Every time she does something new, not only does she grow, so do Connie and I. in the past few weeks we have started to do things. What I mean by that is actually go on family days out to museums, hikes, places to visit. Recently we went to the Beacon Museum at Whitehaven Harbour, and this week we went paddling in the lake at Buttermere. These experiences are for me once in a lifetime memories, like the first time she falls down in the water, the first time she shouts “duck” at an actual duck in the street, or the moment she says “daddy’s at work” when am leaving in the morning. Each time these moments are beyond anything I can explain in words, and are unparalleled in any other thing in my wife. Nothing is more rewarding.
Almost every single time we do something like this, I feel stronger. Like I’ve not actually lived before this. When Connie and I were just “Connie and I” hillwalking was our main event. In Aberdeen we drove hours to climb silly mountains, and afterwards felt like we’d accomplished something. Then, with Frank, every time he actually sat down on command I felt like we’d done something. But now, with Joni, every time she does something new it feels like this is the feeling I’ve been wanting for all my life, it seems. She gives me such enjoyment it is quite hard to properly explain.
The real surprise is just how difficult it all is but conversely how easy it all is too. This is strange quantum facet of parenting – it’s the hardest thing I’ve ever had to do, with no breaks and no quick fixes and no cheats, but conversely the thing that is the easiest to keep doing, because it’s the most rewarding, an instance endorphin feedback loop of the best positive feedback that rewards as it gets harder. Joni now runs about the house, meaning I need to make sure she is safe, but is making keeping the kitchen tidy imperative, and adds about thirty chores to the household list, but the result is running our, with her giggling and screaming in unbridled joy, as we play.
I remember telling a friend that I was looking forward to the moment we can play the best. As a kid I remember playing being the place where I made my own worlds and had the imagination to do anything with anything. I still do, you know, with my maps. Joni, Connie and I think, might be similar – she plays with her “babies”, two bug-based soft toys called Mr Ladybug (a ladybird) and Mrs Busy Bee (a bumble bee) (I swapped the genders for fun and an important lesson), her soft toy pal Zebra (prenamed by the book it came with, Connie and I have been far more inventive with the names of her toys), and a soft sock monkey called Sauchie (which might be the name that I am most proud of to be perfectly honest). These come to life in her hands, being put on slides, her rocking horse Maverick, and even into her toy car. Watching her play, and then playing with her, is one of the joys of parenthood.

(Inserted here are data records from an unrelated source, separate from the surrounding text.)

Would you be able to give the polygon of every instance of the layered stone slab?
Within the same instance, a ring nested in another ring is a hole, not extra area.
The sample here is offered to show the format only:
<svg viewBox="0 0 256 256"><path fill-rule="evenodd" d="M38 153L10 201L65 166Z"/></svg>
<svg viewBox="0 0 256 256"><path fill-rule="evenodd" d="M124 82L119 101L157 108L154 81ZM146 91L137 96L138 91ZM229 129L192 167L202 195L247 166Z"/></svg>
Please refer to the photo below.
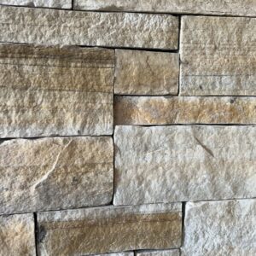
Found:
<svg viewBox="0 0 256 256"><path fill-rule="evenodd" d="M255 0L74 0L74 9L255 16Z"/></svg>
<svg viewBox="0 0 256 256"><path fill-rule="evenodd" d="M39 212L40 255L87 255L181 245L181 204Z"/></svg>
<svg viewBox="0 0 256 256"><path fill-rule="evenodd" d="M0 137L112 134L113 66L111 49L0 44Z"/></svg>
<svg viewBox="0 0 256 256"><path fill-rule="evenodd" d="M178 18L168 15L1 6L0 25L1 42L166 49L178 42Z"/></svg>
<svg viewBox="0 0 256 256"><path fill-rule="evenodd" d="M178 54L116 49L115 55L116 94L177 94Z"/></svg>
<svg viewBox="0 0 256 256"><path fill-rule="evenodd" d="M109 203L111 137L9 140L0 145L0 213Z"/></svg>
<svg viewBox="0 0 256 256"><path fill-rule="evenodd" d="M113 204L256 196L255 126L117 126Z"/></svg>
<svg viewBox="0 0 256 256"><path fill-rule="evenodd" d="M256 200L186 204L182 255L255 255Z"/></svg>
<svg viewBox="0 0 256 256"><path fill-rule="evenodd" d="M255 97L116 96L116 125L256 124Z"/></svg>
<svg viewBox="0 0 256 256"><path fill-rule="evenodd" d="M0 255L36 255L33 214L0 216Z"/></svg>
<svg viewBox="0 0 256 256"><path fill-rule="evenodd" d="M255 96L255 40L256 19L183 16L181 95Z"/></svg>

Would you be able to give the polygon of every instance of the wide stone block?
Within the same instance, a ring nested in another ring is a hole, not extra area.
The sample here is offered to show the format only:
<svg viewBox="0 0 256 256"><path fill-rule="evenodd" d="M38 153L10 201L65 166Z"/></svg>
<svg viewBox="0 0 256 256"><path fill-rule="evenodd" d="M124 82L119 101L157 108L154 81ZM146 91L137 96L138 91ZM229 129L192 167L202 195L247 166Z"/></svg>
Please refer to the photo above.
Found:
<svg viewBox="0 0 256 256"><path fill-rule="evenodd" d="M3 142L0 214L109 203L113 154L107 137Z"/></svg>
<svg viewBox="0 0 256 256"><path fill-rule="evenodd" d="M87 255L179 247L181 204L105 207L38 214L44 255Z"/></svg>

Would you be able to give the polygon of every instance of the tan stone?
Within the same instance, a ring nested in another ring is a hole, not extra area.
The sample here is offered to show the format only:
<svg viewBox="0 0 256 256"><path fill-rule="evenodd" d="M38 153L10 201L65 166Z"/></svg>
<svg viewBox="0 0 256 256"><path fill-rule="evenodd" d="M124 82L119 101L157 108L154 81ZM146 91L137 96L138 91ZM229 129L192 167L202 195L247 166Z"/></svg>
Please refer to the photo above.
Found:
<svg viewBox="0 0 256 256"><path fill-rule="evenodd" d="M183 16L181 95L256 96L255 40L256 19Z"/></svg>
<svg viewBox="0 0 256 256"><path fill-rule="evenodd" d="M0 213L109 203L111 137L9 140L0 145Z"/></svg>
<svg viewBox="0 0 256 256"><path fill-rule="evenodd" d="M0 255L36 256L33 214L0 216Z"/></svg>
<svg viewBox="0 0 256 256"><path fill-rule="evenodd" d="M255 97L116 96L116 125L256 124Z"/></svg>
<svg viewBox="0 0 256 256"><path fill-rule="evenodd" d="M109 49L0 44L0 137L112 134L113 65Z"/></svg>
<svg viewBox="0 0 256 256"><path fill-rule="evenodd" d="M36 17L36 18L35 18ZM175 49L178 18L0 7L2 42Z"/></svg>
<svg viewBox="0 0 256 256"><path fill-rule="evenodd" d="M181 245L181 204L39 212L44 255L87 255Z"/></svg>
<svg viewBox="0 0 256 256"><path fill-rule="evenodd" d="M177 94L178 54L116 49L115 55L116 94Z"/></svg>

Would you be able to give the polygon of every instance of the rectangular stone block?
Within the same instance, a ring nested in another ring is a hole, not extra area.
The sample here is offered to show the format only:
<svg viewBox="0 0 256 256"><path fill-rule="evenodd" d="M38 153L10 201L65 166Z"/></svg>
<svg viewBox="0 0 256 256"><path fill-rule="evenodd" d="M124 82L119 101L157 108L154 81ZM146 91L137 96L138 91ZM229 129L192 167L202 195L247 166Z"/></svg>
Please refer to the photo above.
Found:
<svg viewBox="0 0 256 256"><path fill-rule="evenodd" d="M116 49L115 55L116 94L177 94L178 54Z"/></svg>
<svg viewBox="0 0 256 256"><path fill-rule="evenodd" d="M255 126L117 126L113 204L256 196Z"/></svg>
<svg viewBox="0 0 256 256"><path fill-rule="evenodd" d="M113 66L111 49L0 44L0 137L112 134Z"/></svg>
<svg viewBox="0 0 256 256"><path fill-rule="evenodd" d="M115 125L256 124L256 98L115 96Z"/></svg>
<svg viewBox="0 0 256 256"><path fill-rule="evenodd" d="M107 137L3 142L0 214L109 203L113 154Z"/></svg>
<svg viewBox="0 0 256 256"><path fill-rule="evenodd" d="M255 199L187 203L182 255L255 255Z"/></svg>
<svg viewBox="0 0 256 256"><path fill-rule="evenodd" d="M178 18L0 7L0 41L43 44L177 49Z"/></svg>
<svg viewBox="0 0 256 256"><path fill-rule="evenodd" d="M181 95L256 96L255 41L256 19L183 16Z"/></svg>
<svg viewBox="0 0 256 256"><path fill-rule="evenodd" d="M39 212L44 255L87 255L181 245L181 204Z"/></svg>

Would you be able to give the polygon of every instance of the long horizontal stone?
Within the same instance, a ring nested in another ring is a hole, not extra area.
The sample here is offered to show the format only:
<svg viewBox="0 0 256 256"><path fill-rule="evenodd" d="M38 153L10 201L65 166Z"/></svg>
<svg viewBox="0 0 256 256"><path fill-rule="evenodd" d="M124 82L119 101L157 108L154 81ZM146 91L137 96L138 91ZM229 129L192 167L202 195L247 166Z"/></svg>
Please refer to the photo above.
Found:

All this long and lovely preamble has built to announcing that we are expecting our second in late October. After Joni was born, and Connie’s mom Dianna and I were back home sipping a regenerative red wine, beginning to make phone calls to Canada, I asked her “this feeling, this new parent feeling… does this happen with each child?” to which she replied “yes, every time”. Having had four children I believed her, and now I can’t wait to experience it all over again. As I said, the strangest thing is the harder it gets the easier it gets, and with Frank, Joni and no. 2, I can only imagine that the rewards will be even more wonderful.